Cosa scrive l’INGV di quel terremoto
L’11 aprile 1688, intorno alle ore 12:20 UTC, la Romagna occidentale fu colpita da un terremoto
con magnitudo stimata attorno a 5.8 (valore ricavato dai dati macrosismici). La scossa, il cui
epicentro è stato localizzato nei pressi di Cotignola (RA), ebbe – secondo le testimonianze
dell’epoca – una durata percepita di circa 20 secondi. Nelle fonti coeve viene descritta come
il tempo necessario a recitare un “credo” o un “lungo ave maria”, naturalmente in lingua latina.
Da quel boato sotterraneo, fisico e simbolico, Marco P. Massai sceglie di aprire il suo romanzo più maturo: Il silenzio del sale, uscito per Santelli Editore il 14 novembre 2025.
Massai non usa il terremoto come semplice sfondo: lo trasforma in una soglia. Un varco che introduce il lettore in una Romagna barocca fatta di saline abbagliate dal vento, di nebbie fitte come presagi e di un potere — quello della Santa Inquisizione — che osserva, giudica e controlla.
Dentro questo mondo inquieto si muovono Tommaso Casadio, Censore Postale, e il suo giovane assistente Dante Servadei. Una coppia investigativa atipica, segreta, costretta a districarsi tra superstizioni, delitti inspiegabili e la trama silenziosa di una terra in cui fede, politica e paura si confondono.
Le loro indagini nascono da due omicidi crudeli, legati da un dettaglio perturbante: il sale, premuto persino sotto le palpebre delle vittime. Non un vezzo narrativo, ma un simbolo antico, identitario, capace di evocare purificazione, castigo, memoria.
È impossibile leggere queste pagine senza sentire l’odore del sale sulla pelle.
Massai ricostruisce la Romagna di fine Seicento con una precisione sensoriale rara: l’acqua ferma delle valli, l’aria tagliente delle saline di Cervia, la fragilità delle case di legno dopo le scosse, il timore che accompagna chiunque viva in un territorio dove la natura detta le regole.
A tratti sembra di intravedere echi di Eco e Camilleri storico, ma Massai resta sempre Massai: diretto, visivo, capace di creare personaggi che vivono oltre la pagina.
Il tema centrale, però, va oltre il giallo.
Sono le scelte, dice l’autore.
Le scelte che ci definiscono, quelle che facciamo quando tutto trema — fuori e dentro di noi.

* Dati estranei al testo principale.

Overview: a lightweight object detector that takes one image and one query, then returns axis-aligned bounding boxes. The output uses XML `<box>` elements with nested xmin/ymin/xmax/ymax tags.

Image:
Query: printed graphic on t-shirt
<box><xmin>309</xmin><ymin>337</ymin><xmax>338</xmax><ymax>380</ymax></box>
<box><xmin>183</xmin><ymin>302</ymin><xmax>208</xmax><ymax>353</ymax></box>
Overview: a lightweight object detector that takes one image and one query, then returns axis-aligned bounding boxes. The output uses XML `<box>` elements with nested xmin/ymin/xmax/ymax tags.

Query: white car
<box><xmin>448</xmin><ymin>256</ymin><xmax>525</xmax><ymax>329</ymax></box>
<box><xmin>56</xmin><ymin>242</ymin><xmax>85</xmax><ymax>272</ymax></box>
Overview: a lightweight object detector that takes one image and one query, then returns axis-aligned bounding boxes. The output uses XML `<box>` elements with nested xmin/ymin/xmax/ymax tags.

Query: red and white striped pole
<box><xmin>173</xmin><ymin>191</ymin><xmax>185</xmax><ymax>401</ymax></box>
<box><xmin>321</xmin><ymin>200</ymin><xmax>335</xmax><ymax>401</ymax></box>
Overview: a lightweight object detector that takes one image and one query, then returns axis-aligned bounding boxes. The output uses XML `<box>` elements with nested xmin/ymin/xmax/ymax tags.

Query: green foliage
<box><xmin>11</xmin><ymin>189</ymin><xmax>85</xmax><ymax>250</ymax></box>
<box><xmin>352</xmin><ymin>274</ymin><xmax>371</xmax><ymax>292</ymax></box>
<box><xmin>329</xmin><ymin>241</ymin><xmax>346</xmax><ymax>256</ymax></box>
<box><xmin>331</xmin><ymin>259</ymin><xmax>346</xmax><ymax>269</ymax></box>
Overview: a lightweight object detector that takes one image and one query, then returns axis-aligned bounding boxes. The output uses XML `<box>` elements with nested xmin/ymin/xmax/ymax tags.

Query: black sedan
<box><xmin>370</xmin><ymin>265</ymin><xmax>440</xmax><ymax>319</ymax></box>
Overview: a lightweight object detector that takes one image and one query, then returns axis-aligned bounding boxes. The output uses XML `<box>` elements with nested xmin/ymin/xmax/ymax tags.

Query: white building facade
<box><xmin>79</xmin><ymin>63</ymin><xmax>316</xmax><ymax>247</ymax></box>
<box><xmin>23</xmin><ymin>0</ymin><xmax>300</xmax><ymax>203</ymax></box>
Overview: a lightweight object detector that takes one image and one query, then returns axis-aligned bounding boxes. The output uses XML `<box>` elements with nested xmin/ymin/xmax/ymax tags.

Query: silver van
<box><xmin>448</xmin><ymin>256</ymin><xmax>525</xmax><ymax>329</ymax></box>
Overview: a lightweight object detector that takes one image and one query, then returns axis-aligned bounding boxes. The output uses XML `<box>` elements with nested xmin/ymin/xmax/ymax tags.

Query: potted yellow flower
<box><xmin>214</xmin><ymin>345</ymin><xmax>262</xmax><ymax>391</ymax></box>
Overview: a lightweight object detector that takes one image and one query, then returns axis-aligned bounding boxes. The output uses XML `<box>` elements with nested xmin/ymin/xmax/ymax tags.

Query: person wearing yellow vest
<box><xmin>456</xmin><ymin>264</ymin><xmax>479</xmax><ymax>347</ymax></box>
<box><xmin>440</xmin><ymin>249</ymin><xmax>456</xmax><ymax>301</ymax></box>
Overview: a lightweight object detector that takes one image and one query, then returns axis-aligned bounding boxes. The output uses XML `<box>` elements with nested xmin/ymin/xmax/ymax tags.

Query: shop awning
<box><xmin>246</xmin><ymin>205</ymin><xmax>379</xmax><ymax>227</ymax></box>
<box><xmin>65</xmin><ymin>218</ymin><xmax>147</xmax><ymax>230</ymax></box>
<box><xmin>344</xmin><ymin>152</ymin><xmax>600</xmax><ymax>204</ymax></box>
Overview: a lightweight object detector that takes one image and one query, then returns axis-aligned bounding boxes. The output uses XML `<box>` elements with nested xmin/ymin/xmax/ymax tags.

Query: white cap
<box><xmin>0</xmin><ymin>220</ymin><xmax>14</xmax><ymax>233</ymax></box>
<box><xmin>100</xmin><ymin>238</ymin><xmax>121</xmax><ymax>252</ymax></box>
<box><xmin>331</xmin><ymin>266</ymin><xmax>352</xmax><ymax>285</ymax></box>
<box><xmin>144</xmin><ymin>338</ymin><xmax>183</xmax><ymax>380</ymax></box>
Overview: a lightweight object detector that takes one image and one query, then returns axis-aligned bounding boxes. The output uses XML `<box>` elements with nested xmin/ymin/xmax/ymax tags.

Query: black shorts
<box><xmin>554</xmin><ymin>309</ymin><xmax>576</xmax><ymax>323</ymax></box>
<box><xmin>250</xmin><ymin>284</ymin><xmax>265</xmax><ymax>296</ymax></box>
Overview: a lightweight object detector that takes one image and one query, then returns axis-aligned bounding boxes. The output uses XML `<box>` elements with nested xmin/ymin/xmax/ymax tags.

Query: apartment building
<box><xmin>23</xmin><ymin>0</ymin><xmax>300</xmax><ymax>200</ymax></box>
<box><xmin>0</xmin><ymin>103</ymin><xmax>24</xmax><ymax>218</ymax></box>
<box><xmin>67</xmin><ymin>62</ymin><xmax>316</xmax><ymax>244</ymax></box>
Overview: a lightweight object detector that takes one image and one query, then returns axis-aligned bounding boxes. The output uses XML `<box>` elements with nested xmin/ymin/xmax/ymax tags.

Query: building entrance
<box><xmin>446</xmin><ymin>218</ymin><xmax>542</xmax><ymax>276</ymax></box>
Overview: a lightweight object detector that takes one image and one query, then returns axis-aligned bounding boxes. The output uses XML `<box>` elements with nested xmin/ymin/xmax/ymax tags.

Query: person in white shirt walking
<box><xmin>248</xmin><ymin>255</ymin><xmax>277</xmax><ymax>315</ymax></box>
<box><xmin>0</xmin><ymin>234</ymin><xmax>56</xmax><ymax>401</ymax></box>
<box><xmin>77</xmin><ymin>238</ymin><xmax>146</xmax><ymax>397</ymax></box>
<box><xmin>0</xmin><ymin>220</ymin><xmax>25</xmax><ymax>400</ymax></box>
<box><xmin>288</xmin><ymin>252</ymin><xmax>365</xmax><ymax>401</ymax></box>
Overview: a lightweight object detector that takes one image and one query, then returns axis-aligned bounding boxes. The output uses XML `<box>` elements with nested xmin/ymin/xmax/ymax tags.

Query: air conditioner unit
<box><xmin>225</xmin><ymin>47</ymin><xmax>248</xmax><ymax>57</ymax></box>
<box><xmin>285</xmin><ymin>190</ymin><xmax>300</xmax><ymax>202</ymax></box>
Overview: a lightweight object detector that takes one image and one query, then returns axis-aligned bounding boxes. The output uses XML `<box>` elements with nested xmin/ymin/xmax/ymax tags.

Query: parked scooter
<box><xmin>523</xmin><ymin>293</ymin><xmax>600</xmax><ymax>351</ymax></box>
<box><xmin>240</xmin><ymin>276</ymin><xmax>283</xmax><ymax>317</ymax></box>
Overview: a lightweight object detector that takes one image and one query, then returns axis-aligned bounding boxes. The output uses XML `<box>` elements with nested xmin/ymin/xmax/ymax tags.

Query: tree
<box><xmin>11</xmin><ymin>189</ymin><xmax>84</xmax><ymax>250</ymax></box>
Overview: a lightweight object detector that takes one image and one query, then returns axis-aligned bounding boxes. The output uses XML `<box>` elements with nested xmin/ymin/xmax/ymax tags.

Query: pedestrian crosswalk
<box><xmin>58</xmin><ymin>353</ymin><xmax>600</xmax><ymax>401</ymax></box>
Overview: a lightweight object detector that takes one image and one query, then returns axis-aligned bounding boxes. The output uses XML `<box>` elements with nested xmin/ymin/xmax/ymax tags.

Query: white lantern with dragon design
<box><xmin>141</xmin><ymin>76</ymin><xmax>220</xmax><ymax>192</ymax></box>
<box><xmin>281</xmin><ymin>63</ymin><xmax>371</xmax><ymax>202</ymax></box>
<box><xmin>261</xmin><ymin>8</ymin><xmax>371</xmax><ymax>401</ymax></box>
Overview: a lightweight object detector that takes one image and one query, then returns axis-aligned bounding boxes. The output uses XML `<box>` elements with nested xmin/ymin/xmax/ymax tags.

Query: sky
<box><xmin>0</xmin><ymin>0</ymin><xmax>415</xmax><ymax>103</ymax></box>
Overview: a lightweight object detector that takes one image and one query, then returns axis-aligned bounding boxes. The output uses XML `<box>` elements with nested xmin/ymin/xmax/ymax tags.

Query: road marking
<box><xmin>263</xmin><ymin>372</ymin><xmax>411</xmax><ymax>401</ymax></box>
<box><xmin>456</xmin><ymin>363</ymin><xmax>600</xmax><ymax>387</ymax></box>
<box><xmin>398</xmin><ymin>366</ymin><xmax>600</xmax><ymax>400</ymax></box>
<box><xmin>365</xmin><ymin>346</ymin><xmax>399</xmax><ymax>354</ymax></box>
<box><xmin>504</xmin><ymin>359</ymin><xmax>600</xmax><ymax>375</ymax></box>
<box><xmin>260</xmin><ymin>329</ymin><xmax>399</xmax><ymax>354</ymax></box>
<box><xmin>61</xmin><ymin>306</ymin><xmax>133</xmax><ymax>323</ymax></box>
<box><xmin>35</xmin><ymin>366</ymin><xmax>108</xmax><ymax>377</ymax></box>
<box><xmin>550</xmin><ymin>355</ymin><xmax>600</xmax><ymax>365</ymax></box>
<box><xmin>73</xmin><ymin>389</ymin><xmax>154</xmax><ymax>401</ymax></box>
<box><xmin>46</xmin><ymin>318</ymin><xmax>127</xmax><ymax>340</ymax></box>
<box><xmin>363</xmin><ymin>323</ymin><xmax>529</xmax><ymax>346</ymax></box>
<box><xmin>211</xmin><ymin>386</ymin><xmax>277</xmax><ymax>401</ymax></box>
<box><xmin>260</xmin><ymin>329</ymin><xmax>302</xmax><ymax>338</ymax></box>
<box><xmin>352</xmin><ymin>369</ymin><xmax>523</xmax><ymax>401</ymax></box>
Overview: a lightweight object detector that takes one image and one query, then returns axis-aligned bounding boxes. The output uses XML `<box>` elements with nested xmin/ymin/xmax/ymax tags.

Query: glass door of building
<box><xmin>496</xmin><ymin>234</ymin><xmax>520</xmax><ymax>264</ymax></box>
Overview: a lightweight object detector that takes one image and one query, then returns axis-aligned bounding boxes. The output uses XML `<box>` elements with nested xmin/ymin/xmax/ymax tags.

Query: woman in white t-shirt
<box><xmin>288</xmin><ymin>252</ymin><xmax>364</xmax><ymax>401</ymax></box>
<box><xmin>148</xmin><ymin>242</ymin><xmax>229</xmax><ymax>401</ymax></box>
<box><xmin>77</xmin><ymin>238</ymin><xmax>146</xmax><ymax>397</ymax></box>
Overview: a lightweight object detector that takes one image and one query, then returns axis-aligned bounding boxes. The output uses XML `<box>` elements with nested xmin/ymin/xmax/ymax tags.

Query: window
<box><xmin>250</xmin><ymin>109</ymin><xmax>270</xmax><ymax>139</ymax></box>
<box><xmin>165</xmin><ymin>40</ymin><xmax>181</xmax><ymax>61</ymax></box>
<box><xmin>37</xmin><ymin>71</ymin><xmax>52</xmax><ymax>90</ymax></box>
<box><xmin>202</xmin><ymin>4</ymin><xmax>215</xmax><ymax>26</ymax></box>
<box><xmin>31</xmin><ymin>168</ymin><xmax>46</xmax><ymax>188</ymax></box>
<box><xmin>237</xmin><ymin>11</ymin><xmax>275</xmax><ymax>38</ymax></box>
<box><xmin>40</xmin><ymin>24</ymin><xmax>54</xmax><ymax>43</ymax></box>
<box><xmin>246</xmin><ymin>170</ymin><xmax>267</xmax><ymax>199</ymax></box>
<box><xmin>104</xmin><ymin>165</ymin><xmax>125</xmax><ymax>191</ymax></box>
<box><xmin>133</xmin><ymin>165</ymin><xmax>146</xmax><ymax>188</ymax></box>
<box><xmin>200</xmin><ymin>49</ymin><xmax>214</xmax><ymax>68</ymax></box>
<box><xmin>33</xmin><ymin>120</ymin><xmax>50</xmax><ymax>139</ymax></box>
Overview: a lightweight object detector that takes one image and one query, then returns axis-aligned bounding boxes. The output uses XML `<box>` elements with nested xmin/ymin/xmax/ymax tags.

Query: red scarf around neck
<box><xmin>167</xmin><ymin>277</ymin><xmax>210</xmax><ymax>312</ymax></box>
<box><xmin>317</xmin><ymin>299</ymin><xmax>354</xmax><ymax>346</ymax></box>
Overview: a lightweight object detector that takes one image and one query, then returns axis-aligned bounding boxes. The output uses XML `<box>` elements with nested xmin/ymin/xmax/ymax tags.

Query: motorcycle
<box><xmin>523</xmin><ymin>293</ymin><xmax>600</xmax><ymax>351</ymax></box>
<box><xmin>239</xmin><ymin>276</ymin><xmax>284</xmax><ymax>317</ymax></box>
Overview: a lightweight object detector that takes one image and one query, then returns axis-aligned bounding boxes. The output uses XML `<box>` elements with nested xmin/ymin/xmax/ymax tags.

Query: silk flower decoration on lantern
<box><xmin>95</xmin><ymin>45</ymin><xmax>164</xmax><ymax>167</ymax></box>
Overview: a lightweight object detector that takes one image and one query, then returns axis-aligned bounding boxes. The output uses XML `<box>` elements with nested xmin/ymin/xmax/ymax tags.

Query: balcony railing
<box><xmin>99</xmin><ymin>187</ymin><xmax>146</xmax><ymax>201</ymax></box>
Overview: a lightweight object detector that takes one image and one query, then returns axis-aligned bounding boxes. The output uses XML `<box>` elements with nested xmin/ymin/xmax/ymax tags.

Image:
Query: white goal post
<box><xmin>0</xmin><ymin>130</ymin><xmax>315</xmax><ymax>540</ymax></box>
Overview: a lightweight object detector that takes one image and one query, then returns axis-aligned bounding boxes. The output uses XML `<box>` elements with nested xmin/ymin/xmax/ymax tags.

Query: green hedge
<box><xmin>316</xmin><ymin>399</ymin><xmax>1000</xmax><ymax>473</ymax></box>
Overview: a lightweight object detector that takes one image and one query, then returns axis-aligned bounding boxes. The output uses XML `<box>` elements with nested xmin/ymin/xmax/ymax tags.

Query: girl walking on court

Il terremoto del 1688 è allora metafora perfetta: ciò che cade, nella vita come nella terra, obbliga a costruire di nuovo.
Casadio e Dante attraversano l’indagine come si attraversa la ricostruzione dopo un sisma: cercando prove, cercando senso, cercando di capire dove finisce la verità e dove comincia la paura.
Massai consegna al lettore un romanzo colto, intenso e sorprendentemente attuale.
Perché, come capita nei migliori gialli storici, più cerchiamo risposte nel passato più ci accorgiamo che parla di noi.